Dimanche, direction Nerima où sont nouvellement installés nos amis Ishizuki et leur petite fille. C’est un quartier que je ne connais pas du tout, et le temps nous a manqué pour mieux le découvrir. On se contentera de quelques vues d’immeubles en chemin, des logements NTT entourés de verdure et un bâtiment singulier avec des pans de mur à l’oblique.

Sur le chemin du retour de Nerima, passage éclair à Harajuku, Aoyama à la recherche de la galerie Paul Smith Space que l’on ne trouvera malheureusement pas. Comme indiqué par le blog de la rivière aux canards, on y montre une exposition d’illustrations de Kozyndan qui doit valoir le coup d’oeil, surtout les panoramiques que l’auteur présente sur son site Internet. Apparemment dans la même rue que l’Espace Paul Smith, on trouvera plutôt la galerie Promo Arte, dans laquelle Mari avait exposé il y a de cela quelques années. Exposé à l’entrée, en presque plein air, une série de peintures ventilées.

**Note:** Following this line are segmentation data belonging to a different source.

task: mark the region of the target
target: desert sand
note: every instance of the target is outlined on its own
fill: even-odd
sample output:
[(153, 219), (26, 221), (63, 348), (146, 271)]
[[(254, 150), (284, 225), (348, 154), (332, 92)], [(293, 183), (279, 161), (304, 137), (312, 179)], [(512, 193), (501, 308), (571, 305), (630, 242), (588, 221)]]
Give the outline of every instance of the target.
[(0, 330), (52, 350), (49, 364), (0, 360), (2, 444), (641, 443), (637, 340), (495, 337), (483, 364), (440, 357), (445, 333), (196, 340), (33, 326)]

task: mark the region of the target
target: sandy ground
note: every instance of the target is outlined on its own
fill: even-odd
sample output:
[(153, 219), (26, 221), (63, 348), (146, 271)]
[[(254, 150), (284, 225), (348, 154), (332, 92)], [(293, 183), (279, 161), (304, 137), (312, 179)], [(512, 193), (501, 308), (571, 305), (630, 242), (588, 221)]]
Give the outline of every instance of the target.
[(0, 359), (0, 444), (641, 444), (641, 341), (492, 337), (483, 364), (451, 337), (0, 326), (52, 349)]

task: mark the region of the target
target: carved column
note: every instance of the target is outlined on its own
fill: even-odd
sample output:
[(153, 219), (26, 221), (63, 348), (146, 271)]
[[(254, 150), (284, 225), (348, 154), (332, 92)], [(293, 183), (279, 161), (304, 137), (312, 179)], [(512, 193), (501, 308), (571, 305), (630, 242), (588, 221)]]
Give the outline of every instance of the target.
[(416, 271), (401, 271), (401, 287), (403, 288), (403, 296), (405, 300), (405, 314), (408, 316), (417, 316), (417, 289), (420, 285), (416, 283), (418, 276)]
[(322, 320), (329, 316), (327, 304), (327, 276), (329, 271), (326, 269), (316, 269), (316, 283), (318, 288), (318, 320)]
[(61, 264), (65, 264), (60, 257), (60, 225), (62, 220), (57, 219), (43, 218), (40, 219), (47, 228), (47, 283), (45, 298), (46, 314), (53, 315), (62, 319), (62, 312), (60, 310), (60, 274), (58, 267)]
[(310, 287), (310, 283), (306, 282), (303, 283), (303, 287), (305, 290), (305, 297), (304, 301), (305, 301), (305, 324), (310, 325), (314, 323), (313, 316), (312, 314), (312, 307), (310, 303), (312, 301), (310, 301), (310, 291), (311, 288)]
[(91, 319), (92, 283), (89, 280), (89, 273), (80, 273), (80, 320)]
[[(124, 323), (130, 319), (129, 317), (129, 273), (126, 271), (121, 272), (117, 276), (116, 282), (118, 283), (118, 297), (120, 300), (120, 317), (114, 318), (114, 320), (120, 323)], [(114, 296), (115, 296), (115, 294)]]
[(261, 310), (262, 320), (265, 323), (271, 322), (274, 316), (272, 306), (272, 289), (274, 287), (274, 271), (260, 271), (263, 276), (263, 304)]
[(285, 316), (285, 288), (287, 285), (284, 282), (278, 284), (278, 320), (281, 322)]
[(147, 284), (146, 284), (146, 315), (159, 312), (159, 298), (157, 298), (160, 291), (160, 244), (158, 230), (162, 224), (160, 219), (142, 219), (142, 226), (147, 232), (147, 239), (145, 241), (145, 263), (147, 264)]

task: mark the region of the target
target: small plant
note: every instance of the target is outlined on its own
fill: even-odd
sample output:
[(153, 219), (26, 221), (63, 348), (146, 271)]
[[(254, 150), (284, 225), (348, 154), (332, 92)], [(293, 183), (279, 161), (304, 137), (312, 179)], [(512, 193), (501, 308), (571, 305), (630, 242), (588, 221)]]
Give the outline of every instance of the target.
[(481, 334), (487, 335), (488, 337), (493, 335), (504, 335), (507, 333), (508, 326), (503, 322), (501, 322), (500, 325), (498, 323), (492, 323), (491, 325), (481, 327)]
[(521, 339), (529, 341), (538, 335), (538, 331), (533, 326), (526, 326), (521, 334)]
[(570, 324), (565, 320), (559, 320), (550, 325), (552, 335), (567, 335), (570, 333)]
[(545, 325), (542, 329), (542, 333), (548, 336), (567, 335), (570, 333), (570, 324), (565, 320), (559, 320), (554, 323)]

Sur l’avenue d’Omotesando, la tour Dior se remarque dans la nuit, surtout depuis que le batiment voisin a été rasé. Jusqu’où iront t’ils dans le renouvellement d’Omotesando?
Mais, il est quand même joli ce batiment de Kazuyo Sejima et Ryue Nishizawa tout en verre et drapé de blanc.

C’est un fil rouge sur ce blog, je croise ce symbole mystérieux régulièrement. C’est la troisième occurence, mais le mystère reste entier…

Au rayon Livres, pour terminer, je continue mon cycle Haruki Murakami avec A Wild Sheep Chase, après avoir lu le surprenant Dance Dance Dance. Des esprits éclairés m’avaient prevenu que je prenais la série dans le désordre, je vais avoir l’occasion maintenant d’en apprendre un peu plus, j’espère, sur ce mystérieux homme mouton d’Hokkaido. L’article-interview L’ami Murakami disponible sur le site internet du magazine Télérama m’apprend avec satisfaction que Murakami avoue sa passion pour David Lynch. On retrouve le personnage du passeur et les entre-mondes de Twin Peaks dans Dance Dance Dance, ou est-ce moi qui voit du Lynch et du Twin Peaks partout, même dans l’entrée sombre drapée de rouge d’un bar à Aoyama.